Crohn’s Disease: Managing Symptoms – ColorMag Top Magazine

Crohn’s Disease: Managing Symptoms

Crohn's Disease: Managing Symptoms

Crohn’s disease is an ongoing (chronic) condition that causes the gastrointestinal (GI) tract to become inflamed. While the stomach may be affected, Crohn’s goes beyond this area of GI tract. Inflammation may also occur in the:

  • intestines
  • mouth
  • esophagus
  • colon
  • anus

The disease is an autoimmune reaction to normal substances in the gut (like bacteria and food) that the immune system mistakes for foreign invaders and is compelled to “attack.” Another possible culprit is thought to be proteins produced by the immune system.

 

The main symptoms of Crohn’s disease are:

  • Crampy pain in the abdomen (belly area)
  • Fever
  • Fatigue
  • Loss of appetite
  • Feeling that you need to pass stools, even though your bowels are already empty. It may involve straining, pain, and cramping.
  • Watery diarrhea, which may be bloody
  • Weight loss


Other symptoms may include:

  • Constipation
  • Sores or swelling in the eyes
  • Draining of pus, mucus, or stools from around the rectum or anus (caused by something called a fistula)
  • Joint pain and swelling
  • Mouth ulcers
  • Rectal bleeding and bloody stools
  • Swollen gums
  • Tender, red bumps (nodules) under the skin which may turn into skin ulcers

Because Crohn’s disease involves the immune system, you also may have symptoms outside the digestive tract. These may include joint pain, eye problems, a skin rash, or liver disease.


Management Tips

There are various aspects for treatment and management of Crohn’s disease- diet, exercise, stress, medication and surgery.

Diet
Crohn's Disease: Managing Symptoms

Eat a well-balanced, healthy diet. Include enough calories, protein, and nutrients from a variety of food groups.

 
To help ease symptoms, try:

  • Eating small amounts of food throughout the day.
  • Drinking lots of water (drink small amounts often throughout the day).
  • Avoiding high-fiber foods (bran, beans, nuts, seeds, and popcorn).
  • Avoiding fatty, greasy or fried foods and sauces (butter, margarine, and heavy cream).
  • Limiting dairy products if you have problems digesting dairy fats. Try low-lactose cheeses, such as Swiss and cheddar, and an enzyme product, such as Lactaid, to help break down lactose.
  • Avoiding foods that you know cause gas, such as beans.
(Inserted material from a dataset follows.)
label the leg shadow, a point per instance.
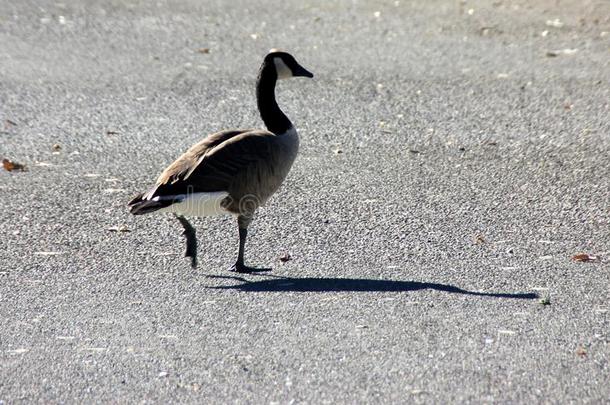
(291, 284)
Ask your doctor about extra vitamins and minerals you may need, such as:

  • Iron supplements (if you are anemic)
  • Calcium and vitamin D supplements to help keep your bones strong
  • Vitamin B12 to prevent anemia

Stress

When stressed, the normal digestive process changes. The stomach empties more slowly and secretes more acid. Stress can also speed or slow the passage of intestinal contents. It may also cause changes in intestinal tissue itself. Although it’s not always possible to avoid stress. Mild exercise can help reduce stress, relieve depression and normalize bowel function. One way to cope with stress is to regularly relax and use techniques such as deep, slow breathing to calm down.

 
Exercise
Crohn's Disease: Managing Symptoms

In one Canadian study, researchers found that taking a walk for as little as 30 minutes three days a week increased well-being and quality of life in people with mild Crohn’s disease.  In general, low-impact exercises such as walking and swimming are good options, particularly if you have arthritis, which affects as many as 25 percent of people with Crohn’s or ulcerative colitis. If your anal area is tender or irritated from Crohn’s symptoms, some activities may be uncomfortable, such as bicycling or horseback riding. This is when swimming or other low-impact aerobic activities may be better options.

If you want to try weight training, or strength training. Ask your doctor if these types of activities would be good for you to rebuild muscles weakened by illness and medications.

 
Medication & Surgery

Always talk to your doctor or nurse before using drugs for treatment. Some people with Crohn’s disease may need surgery to remove a damaged or diseased part of the intestine. In some cases, the entire large intestine is removed, with or without the rectum.

Although Crohn’s disease cannot be cured even with surgery, treatment can offer significant help to most patients.

 

Disclaimer

The Content is not intended to be a substitute for professional medical advice, diagnosis, or treatment. Always seek the advice of your physician or other qualified health provider with any questions you may have regarding a medical condition.